OpenPOWER Foundation was setup by IBM as an opportunity to widen the access to IBM Power technology. IBM’s self stated plan at launch was to give all the partners full access to the POWER architecture to create, modify and build what they wanted.

It already has partners in China who have added Chinese language sets and numerical processors to the POWER8 core and those will be manufactured and installed inside IBM POWER8 systems in China. It is this level of partnership that IBM is talking about when it calls OpenPOWER an open technology foundation.

It has specific benefits for IBM as well. The image below comes from an analyst presentation that IBM made a week ago introducing these new servers. It shows where IBM is taking advantage of developments from its OpenPOWER Foundation partners rather than having to spend significant sums in R&D to develop these same components itself.

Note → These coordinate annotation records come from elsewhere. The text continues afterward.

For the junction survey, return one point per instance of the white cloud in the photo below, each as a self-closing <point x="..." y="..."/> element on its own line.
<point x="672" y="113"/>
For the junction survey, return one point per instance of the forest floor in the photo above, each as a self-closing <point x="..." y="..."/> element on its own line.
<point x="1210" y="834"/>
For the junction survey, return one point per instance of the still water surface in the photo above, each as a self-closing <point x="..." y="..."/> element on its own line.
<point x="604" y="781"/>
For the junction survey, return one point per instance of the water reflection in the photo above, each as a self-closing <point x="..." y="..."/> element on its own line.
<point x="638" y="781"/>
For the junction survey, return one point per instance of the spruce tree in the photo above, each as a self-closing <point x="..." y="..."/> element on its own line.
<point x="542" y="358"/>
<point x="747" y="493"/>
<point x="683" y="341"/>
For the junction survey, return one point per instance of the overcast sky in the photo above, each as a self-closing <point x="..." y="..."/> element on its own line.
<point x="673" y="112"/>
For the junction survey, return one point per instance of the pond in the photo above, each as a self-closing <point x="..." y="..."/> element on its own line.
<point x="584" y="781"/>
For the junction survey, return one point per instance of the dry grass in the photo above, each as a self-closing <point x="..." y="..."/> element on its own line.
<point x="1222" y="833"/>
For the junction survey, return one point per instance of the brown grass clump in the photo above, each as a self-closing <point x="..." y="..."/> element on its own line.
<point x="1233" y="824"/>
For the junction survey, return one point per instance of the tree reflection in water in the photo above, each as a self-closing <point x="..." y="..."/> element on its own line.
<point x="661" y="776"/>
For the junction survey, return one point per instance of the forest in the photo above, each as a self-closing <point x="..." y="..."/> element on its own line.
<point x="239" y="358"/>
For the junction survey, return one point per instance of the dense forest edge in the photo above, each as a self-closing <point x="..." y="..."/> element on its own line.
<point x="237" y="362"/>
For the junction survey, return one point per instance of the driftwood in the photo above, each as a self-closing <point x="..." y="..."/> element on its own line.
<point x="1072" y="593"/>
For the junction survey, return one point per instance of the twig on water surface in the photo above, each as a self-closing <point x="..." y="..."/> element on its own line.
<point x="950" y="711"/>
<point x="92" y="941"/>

IBM Power Systems developed with OpenPOWER partners
IBM Power Systems developed with OpenPOWER partners

This second image, below also shows how closely the OpenPOWER Foundation partners are embedded into IBM Power Systems when it comes to monetise OpenPOWER technology.

OpenPOWER Systems
OpenPOWER Systems

What makes both of these images interesting is that it is clear that IBM is keen to show the OpenPOWER Foundation partners that this is more than just access to the technology. It wants them to help it speed up the deployment of Power Systems into the wider market as part of its battle against Intel, especially in the data centre and Linux space.

This represents an interesting challenge for some of these companies as they work with both IBM and Intel. At present and for the foreseeable future there is plenty of money for these partners to make off of both vendors. The question is whether IBM can turn Power System and in particular OpenPOWER into a bigger revenue earner for each of these partners than their current Intel relationships.

Conclusion

These are well positioned boxes for IBM and continue its war with Intel in the Linux big data space. It is again claiming supremacy over Intel in terms of performance and it won’t be long before we see an Intel partner release from HP, Dell, Huawei or Lenovo release refuting the IBM claims above.

IBM is being smart here in making the most of its relationship with the OpenPOWER Foundation. While there is no remit for the partners to sell back to IBM there is very little white box activity around OpenPOWER yet. As Tyan and others begin to bring more motherboards to the market and even start showing them at places such as CeBIT and COMPUTEX, that market will grow.